Biochemical and biophysical properties of extracellular matrix (ECM) regulate multiple aspects of cancer cell behavior during tumor progression. The mechanisms of these regulations are not well defined. We previously reported that an atypical G protein-coupled receptor (GPCR), GPR56, inhibited melanoma growth and metastasis and its N-terminus binds to tissue transglutaminase, TG2, a major cross-linking enzyme in ECM. We thus postulated that GPR56 might suppress melanoma progression by influencing ECM properties through its interaction with TG2. To test this, we examined the effects of GPR56 on melanoma growth in the presence or absence of TG2, using the immunodeficient Tg2+/+ or Tg2−/− mice. Our results showed that the crosslinking enzyme, TG2, promoted melanoma growth, but this tumor-promoting effect was antagonized by GPR56. The mechanisms of this antagonism were revealed through a series of immunohistochemical and biochemical analyses. In GPR56-expressing cells, the extracellular TG2 was internalized by GPR56 and subsequently degraded in a lysome-dependent manner, resulting in a down-regulation of TG2 in ECM. This down-regulation of TG2 by GPR56 led to changes in the deposition of TG2 and other matrix proteins in melanomas and a reduction in melanoma growth. Taken together, we present evidence that a surface receptor on melanoma cells, GPR56, regulates the turnover of the crosslinking enzyme, TG2, in the tumor microenvironment, leading to changes in ECM deposition and melanoma progression.

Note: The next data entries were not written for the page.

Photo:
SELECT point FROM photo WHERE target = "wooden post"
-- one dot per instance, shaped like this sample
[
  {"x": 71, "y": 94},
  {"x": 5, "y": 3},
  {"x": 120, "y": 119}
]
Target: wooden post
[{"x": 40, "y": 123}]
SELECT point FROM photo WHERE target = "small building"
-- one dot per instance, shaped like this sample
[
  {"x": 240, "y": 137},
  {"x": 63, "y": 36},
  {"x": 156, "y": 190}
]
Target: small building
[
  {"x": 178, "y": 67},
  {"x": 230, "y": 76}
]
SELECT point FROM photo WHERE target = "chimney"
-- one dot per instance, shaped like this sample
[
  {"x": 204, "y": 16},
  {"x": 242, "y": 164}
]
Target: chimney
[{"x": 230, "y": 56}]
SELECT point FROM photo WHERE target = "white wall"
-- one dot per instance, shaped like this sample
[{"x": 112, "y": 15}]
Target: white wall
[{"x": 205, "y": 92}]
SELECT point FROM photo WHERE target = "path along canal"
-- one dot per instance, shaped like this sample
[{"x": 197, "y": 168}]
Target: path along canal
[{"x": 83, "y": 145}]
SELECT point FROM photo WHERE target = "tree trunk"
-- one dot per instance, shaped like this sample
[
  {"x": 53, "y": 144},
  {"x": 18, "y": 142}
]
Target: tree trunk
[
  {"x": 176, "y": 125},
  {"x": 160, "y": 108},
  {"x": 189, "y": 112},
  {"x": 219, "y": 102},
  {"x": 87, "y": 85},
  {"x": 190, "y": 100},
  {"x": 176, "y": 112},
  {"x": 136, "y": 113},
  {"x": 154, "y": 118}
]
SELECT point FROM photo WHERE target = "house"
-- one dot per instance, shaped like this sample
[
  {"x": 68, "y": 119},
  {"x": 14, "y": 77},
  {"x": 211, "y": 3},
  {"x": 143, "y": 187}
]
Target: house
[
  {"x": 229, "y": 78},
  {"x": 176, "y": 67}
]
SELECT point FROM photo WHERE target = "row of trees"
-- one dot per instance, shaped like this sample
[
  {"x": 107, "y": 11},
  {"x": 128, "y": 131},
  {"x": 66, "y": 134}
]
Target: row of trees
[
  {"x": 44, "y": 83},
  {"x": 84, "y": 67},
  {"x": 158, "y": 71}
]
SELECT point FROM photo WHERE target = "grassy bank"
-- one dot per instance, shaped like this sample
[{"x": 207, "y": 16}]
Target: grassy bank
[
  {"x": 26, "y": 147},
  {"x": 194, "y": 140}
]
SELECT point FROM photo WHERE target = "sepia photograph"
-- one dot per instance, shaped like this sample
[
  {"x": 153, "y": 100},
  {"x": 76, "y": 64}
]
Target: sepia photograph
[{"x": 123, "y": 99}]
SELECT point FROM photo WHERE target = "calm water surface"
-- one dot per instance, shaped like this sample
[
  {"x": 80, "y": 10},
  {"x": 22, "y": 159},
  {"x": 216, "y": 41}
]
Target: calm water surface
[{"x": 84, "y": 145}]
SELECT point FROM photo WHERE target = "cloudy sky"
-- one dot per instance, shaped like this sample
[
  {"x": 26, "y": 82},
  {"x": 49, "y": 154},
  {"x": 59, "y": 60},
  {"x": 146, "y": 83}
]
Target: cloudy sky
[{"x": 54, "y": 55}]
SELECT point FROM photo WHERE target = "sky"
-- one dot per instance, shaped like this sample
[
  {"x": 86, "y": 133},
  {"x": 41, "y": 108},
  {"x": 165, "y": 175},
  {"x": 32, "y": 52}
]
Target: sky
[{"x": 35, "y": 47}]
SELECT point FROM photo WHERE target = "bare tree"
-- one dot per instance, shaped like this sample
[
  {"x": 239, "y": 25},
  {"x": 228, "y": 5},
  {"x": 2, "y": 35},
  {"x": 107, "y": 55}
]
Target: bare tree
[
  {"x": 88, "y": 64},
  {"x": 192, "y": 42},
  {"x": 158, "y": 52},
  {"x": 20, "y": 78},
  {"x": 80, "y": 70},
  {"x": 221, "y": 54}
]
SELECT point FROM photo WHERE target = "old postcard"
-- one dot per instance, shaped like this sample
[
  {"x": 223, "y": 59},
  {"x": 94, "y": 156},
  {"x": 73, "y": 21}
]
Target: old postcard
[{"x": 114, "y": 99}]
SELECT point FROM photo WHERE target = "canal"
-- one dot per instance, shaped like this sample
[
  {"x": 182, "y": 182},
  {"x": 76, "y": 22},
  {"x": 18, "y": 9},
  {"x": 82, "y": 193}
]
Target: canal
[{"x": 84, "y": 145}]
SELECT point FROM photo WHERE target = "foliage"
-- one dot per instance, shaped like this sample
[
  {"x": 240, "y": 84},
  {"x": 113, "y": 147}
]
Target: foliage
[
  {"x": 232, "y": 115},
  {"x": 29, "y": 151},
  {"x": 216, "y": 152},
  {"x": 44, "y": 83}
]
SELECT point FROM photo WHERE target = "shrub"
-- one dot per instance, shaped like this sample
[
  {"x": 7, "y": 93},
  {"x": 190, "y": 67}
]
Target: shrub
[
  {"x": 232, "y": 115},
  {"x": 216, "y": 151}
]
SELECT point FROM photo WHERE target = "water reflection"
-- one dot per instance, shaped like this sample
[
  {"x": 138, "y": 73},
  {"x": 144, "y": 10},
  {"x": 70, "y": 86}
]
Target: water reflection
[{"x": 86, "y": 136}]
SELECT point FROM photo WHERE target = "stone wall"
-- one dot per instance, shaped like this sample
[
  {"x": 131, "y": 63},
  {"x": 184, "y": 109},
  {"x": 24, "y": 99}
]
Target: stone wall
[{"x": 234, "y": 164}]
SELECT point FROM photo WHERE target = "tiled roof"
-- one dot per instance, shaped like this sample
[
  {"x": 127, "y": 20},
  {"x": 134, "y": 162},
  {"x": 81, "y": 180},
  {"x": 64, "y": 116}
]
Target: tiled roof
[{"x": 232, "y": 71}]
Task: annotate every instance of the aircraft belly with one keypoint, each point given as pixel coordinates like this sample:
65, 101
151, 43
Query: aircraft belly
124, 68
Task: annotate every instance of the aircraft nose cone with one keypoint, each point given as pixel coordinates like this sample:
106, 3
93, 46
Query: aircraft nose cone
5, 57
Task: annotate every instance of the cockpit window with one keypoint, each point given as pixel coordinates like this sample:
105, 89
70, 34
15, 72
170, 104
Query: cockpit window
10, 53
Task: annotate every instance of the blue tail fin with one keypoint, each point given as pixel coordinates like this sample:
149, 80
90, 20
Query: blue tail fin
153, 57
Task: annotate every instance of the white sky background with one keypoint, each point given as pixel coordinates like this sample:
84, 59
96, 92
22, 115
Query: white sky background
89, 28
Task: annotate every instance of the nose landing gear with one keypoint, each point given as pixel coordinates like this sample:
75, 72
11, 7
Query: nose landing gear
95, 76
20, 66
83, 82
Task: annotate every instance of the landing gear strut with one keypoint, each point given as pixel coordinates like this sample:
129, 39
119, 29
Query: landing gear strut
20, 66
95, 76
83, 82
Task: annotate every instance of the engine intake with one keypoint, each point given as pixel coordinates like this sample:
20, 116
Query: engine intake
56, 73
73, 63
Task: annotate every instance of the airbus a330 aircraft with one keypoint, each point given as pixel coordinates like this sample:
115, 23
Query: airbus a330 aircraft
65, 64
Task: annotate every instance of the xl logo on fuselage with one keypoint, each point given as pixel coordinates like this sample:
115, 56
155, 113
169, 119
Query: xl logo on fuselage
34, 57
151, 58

Citation Format: Liquan Yang, Sonali Mohanty, Nancy Corson, Lei Xu. GPR56 regulates the turnover of tissue transglutaminase and tumor growth in melanoma. [abstract]. In: Proceedings of the 104th Annual Meeting of the American Association for Cancer Research; 2013 Apr 6-10; Washington, DC. Philadelphia (PA): AACR; Cancer Res 2013;73(8 Suppl):Abstract nr 210. doi:10.1158/1538-7445.AM2013-210
Note: This abstract was not presented at the AACR Annual Meeting 2013 because the presenter was unable to attend.